Sperm capacitation refers to the physiological changes spermatozoa must undergo in order to have the ability to penetrate and fertilize an egg. This term was first coined in by Colin Russell Austin based on independent studies conducted by Austin and Min Chueh Chang and published in Since the initial reports and emergence of the term, the details of the process have been elucidated due to technological advancements. Recognition of the phenomenon was quite important to early in vitro fertilization experiments as well as to the fields of embryology and reproductive biology.

03820

Frontiers in Cell and Developmental Biology. Indeed, one of the most dynamic properties acquired by capacitating spermatozoa is an ability to recognize the zona pellucida: only capacitated spermatozoa can bind to this structure Dun et al. Non-mammalian spermatozoa do not require this capacitation step and are ready to fertilize an oocyte immediately after release from the male. However, cryopreserved sperm showed damage on a variety of ways like decrease in intracellular pH and cAMP and have been deemed to be more sensitive to capacitating agents [ ]. Furthermore, membrane permeant ROS scavengers such as 2-mercaptoethanol have been reported to have a profound inhibitory impact on tyrosine phosphorylation Aitken et al. Functional attenuation of human sperm by novel, non-surfactant spermicides: precise targeting of membrane physiology without affecting structure. Molecular nature of calicin, a major basic protein of the mammalian sperm head cytoskeleton. The binding of cAMP to the regulatory subunits of PKA allows the dissociation of the tetramer and activation of the catalytic subunits. However while apocynin does clearly inhibit ROS generation by human sperm suspensions, the possibility cannot be excluded that such inhibition is a reflection of low-level leukocyte contamination, NOX2 being the major oxidase of phagocytic leukocytes. Comprehensive proteomic analysis of bovine spermatozoa of varying fertility rates and identification of biomarkers associated with fertility.

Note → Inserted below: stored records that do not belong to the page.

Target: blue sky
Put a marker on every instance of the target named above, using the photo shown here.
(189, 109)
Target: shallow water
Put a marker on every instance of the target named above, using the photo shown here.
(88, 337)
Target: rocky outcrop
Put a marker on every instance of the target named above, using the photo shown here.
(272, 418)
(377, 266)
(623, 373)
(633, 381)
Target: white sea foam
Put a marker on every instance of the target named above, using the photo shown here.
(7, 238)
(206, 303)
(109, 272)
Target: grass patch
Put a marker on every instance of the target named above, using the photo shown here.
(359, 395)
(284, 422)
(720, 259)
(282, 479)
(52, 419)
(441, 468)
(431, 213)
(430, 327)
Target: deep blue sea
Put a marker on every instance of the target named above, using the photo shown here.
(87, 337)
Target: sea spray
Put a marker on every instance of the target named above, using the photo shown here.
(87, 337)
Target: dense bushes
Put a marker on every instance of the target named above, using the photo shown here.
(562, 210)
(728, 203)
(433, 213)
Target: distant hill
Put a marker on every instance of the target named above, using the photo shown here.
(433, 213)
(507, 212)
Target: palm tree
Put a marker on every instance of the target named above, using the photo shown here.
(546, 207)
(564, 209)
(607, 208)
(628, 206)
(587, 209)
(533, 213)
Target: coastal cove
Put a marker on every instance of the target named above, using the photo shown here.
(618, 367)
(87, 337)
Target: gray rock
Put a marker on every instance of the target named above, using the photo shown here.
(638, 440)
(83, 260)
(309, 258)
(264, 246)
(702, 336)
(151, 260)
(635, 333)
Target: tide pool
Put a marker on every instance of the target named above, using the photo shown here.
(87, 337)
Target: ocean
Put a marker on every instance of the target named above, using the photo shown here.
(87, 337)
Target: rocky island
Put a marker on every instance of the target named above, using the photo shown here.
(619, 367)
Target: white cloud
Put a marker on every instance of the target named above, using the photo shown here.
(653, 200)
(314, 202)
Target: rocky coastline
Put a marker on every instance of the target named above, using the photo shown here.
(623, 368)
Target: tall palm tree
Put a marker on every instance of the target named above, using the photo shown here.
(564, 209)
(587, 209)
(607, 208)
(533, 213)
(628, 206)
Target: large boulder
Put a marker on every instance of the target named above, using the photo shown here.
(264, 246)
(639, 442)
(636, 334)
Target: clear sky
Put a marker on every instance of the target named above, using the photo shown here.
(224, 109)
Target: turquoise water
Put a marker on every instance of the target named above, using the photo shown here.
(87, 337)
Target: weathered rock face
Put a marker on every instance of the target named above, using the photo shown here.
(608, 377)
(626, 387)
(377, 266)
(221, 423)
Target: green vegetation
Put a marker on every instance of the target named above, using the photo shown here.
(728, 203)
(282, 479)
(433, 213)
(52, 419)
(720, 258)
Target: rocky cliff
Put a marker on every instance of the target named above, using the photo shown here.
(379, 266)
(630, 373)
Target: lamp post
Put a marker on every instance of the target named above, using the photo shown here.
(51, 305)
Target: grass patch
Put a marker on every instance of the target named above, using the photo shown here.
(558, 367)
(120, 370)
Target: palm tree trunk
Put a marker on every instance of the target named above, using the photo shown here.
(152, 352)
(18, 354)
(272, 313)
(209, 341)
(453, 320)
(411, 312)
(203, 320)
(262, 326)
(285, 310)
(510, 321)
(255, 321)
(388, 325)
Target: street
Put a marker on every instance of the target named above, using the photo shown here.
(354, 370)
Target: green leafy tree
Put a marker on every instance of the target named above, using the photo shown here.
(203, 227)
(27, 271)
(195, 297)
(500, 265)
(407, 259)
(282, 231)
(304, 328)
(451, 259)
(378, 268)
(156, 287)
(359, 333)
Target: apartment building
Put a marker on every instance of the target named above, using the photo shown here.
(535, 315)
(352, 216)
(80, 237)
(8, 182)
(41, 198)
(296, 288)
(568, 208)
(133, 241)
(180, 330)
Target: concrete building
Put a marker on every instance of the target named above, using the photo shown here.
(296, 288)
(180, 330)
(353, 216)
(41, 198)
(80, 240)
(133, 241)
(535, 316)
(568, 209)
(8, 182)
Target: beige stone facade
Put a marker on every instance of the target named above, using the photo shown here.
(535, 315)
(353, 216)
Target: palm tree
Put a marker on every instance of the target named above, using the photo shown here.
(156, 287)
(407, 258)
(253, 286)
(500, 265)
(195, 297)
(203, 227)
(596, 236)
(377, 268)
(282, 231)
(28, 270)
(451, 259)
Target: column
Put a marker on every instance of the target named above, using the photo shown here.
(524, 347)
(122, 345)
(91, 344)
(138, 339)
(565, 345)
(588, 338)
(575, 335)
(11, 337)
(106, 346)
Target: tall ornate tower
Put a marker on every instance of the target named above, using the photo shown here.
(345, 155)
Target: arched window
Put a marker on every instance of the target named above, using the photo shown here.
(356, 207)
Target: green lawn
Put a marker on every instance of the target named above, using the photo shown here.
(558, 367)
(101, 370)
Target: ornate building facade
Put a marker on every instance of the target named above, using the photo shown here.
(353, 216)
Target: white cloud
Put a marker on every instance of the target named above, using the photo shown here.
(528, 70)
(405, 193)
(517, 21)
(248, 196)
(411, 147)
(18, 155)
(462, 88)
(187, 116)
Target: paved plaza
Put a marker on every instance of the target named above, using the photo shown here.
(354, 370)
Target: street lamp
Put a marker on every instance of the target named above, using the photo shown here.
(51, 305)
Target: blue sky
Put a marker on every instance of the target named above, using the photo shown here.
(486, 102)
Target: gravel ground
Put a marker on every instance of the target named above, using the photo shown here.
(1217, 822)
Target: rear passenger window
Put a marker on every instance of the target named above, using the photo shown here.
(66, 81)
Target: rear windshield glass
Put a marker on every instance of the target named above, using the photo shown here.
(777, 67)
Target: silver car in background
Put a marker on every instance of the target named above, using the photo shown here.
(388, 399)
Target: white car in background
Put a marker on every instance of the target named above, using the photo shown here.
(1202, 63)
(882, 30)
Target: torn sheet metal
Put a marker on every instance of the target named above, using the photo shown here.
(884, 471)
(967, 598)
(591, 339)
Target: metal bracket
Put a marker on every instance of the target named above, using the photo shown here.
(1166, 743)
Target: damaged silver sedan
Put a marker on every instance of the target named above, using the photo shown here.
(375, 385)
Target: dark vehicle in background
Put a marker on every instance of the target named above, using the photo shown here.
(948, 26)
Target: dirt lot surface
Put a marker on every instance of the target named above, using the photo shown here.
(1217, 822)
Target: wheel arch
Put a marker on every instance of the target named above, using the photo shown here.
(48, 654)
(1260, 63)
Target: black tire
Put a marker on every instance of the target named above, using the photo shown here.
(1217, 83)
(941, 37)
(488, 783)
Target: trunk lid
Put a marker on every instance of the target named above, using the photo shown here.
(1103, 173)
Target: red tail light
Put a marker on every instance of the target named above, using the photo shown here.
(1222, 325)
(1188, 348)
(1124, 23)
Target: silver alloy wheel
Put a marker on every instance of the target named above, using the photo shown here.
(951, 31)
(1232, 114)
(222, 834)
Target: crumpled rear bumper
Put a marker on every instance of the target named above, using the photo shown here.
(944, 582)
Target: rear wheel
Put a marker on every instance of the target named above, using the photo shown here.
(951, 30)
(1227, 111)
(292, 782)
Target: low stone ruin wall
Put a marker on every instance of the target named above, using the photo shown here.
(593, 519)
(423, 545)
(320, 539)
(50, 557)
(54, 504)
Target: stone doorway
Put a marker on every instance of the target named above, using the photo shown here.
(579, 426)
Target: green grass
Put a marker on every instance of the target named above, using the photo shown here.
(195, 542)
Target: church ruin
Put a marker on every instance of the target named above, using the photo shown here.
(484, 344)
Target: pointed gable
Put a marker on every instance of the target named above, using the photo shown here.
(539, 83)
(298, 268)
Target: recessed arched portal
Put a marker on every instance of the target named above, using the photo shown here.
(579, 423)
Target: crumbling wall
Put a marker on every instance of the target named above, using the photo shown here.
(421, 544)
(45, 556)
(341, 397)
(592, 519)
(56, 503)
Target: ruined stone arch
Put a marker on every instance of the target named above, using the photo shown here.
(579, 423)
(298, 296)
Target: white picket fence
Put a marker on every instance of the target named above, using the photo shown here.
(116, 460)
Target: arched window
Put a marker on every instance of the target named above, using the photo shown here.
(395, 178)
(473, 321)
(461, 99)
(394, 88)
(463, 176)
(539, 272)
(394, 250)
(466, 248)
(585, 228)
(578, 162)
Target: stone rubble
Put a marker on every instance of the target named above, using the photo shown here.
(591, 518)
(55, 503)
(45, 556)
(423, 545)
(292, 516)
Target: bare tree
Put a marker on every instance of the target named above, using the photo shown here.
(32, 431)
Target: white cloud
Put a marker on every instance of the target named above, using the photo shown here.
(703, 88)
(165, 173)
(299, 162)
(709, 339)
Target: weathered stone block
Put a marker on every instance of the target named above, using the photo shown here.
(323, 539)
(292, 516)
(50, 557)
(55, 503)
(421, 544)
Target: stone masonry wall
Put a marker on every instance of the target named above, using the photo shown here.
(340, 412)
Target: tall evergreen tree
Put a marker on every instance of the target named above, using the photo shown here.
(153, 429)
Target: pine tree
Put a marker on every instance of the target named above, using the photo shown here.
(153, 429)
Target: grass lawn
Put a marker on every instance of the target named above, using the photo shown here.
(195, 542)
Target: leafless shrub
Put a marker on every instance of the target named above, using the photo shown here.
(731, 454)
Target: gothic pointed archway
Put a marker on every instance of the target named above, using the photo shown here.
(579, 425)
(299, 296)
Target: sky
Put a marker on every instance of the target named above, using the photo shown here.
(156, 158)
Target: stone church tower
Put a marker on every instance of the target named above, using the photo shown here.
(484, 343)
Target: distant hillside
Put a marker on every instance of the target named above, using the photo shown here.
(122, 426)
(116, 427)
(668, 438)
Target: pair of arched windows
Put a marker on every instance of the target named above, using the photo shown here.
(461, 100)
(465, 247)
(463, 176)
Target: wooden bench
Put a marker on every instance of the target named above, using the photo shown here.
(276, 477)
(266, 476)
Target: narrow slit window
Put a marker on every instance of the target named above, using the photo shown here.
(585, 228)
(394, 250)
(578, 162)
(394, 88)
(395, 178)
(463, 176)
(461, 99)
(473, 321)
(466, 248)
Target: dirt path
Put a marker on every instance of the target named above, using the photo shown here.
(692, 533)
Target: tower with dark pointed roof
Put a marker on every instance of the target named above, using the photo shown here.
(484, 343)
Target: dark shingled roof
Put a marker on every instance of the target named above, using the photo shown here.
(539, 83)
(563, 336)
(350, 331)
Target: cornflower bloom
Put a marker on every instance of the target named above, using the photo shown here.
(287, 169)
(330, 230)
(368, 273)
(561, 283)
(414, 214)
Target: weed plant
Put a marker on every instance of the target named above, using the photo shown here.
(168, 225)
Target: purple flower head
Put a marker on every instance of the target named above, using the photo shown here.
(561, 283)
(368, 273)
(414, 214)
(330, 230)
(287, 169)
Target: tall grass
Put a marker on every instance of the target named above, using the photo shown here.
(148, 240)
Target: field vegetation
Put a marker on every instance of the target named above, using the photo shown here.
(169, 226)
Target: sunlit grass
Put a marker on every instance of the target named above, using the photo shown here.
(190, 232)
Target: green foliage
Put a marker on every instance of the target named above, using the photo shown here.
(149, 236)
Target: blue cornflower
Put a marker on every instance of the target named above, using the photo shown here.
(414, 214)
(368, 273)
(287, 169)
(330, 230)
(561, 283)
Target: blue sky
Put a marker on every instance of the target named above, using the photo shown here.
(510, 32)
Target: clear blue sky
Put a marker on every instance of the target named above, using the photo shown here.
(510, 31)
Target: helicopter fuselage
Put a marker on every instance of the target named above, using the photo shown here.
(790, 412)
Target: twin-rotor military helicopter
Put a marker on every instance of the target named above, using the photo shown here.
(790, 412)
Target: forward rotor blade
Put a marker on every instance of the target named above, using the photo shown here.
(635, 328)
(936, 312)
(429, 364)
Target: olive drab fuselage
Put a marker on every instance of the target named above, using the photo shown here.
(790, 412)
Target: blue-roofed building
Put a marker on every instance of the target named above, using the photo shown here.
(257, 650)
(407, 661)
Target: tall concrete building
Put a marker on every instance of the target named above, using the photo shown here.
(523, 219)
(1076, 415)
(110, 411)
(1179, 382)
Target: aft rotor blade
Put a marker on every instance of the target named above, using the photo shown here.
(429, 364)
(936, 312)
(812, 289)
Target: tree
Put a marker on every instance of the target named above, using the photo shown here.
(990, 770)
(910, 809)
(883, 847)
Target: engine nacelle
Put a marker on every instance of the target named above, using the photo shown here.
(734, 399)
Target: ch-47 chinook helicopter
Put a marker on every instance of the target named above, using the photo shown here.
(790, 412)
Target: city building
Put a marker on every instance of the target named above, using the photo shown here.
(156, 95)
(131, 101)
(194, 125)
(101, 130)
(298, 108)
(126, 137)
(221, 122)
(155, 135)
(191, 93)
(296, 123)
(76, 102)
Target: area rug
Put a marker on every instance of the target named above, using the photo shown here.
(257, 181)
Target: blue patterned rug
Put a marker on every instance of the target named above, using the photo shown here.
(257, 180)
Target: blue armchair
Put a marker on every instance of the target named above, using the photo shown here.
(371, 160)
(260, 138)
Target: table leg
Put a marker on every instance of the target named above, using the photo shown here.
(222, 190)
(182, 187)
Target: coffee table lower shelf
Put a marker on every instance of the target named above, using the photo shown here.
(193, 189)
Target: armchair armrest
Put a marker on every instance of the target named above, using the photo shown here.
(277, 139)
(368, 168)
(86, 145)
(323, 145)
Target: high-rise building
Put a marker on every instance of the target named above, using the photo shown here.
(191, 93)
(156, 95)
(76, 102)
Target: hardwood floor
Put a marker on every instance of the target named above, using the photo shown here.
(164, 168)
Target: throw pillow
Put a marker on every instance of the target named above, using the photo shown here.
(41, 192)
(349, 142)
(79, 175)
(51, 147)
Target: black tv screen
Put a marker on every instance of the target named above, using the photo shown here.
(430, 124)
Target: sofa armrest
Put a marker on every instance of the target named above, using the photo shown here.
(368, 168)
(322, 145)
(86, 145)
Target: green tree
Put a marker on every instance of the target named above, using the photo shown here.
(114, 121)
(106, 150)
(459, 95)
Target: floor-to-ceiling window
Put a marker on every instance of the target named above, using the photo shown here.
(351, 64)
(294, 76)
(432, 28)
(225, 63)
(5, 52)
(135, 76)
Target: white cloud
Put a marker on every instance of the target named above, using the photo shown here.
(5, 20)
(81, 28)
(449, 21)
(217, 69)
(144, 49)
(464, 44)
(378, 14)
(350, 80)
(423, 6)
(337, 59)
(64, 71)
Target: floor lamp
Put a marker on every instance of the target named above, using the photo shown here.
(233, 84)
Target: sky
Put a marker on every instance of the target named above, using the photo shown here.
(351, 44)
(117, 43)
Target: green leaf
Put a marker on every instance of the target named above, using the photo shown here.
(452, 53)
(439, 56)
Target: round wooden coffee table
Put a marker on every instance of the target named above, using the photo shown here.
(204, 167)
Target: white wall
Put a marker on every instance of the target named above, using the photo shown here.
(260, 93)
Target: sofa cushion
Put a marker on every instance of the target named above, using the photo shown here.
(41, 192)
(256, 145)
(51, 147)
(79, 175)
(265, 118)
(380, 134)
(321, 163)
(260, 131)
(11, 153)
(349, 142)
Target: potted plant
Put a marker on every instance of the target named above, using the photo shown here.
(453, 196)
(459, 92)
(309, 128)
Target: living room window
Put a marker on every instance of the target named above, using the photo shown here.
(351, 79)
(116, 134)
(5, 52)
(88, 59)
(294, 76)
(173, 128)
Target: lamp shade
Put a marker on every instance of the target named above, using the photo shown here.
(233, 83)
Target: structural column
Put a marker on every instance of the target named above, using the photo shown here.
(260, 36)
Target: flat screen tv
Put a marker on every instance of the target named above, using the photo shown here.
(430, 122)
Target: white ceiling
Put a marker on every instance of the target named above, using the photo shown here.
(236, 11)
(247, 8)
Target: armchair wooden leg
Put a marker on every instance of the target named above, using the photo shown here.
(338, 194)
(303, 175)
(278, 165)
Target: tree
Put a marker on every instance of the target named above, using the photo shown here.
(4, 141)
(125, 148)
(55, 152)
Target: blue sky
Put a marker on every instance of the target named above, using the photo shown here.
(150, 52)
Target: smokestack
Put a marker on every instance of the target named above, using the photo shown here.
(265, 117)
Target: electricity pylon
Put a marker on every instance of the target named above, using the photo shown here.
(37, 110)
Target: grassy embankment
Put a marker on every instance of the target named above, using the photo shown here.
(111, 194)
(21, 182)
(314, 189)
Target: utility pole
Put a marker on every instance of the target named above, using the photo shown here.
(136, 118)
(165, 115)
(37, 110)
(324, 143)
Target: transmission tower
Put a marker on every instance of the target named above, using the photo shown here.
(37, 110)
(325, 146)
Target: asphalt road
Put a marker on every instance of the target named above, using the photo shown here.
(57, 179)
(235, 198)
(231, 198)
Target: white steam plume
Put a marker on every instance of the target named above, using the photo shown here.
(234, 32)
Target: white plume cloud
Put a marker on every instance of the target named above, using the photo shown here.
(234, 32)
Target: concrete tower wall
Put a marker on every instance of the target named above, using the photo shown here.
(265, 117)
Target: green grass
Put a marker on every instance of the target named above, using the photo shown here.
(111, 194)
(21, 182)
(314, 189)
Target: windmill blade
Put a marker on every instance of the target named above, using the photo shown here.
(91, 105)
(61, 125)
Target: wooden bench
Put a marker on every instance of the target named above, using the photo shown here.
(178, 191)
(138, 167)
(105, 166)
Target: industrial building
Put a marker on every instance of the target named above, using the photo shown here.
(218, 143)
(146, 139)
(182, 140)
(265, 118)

Capacitation is the penultimate [1] step in the maturation of mammalian spermatozoa and is required to render them competent to fertilize an oocyte.

However, the exact role of this pathway remains unknown. Cross NL. As a result, a great variability of results is reported in the literature. Proteasome function is regulated by cyclic AMP-dependent protein kinase through phosphorylation of Rpt6. Federal government websites often end in. Dragileva, E. Carnegie, G. CatSper activity was directly recorded in using the patch-clamp method Kirichok et al. Muro, Y. Prostasomes: inhibitors of capacitation and modulators of cellular signalling in human sperm. Albumin as a zinc carrier: properties of its high-affinity zinc-binding site. Human sperm capacitation is blocked by inhibitors of any of he elements of the ERK pathway and its upstream modulators including Grb2 to MEK [ , ]. Jensen, L.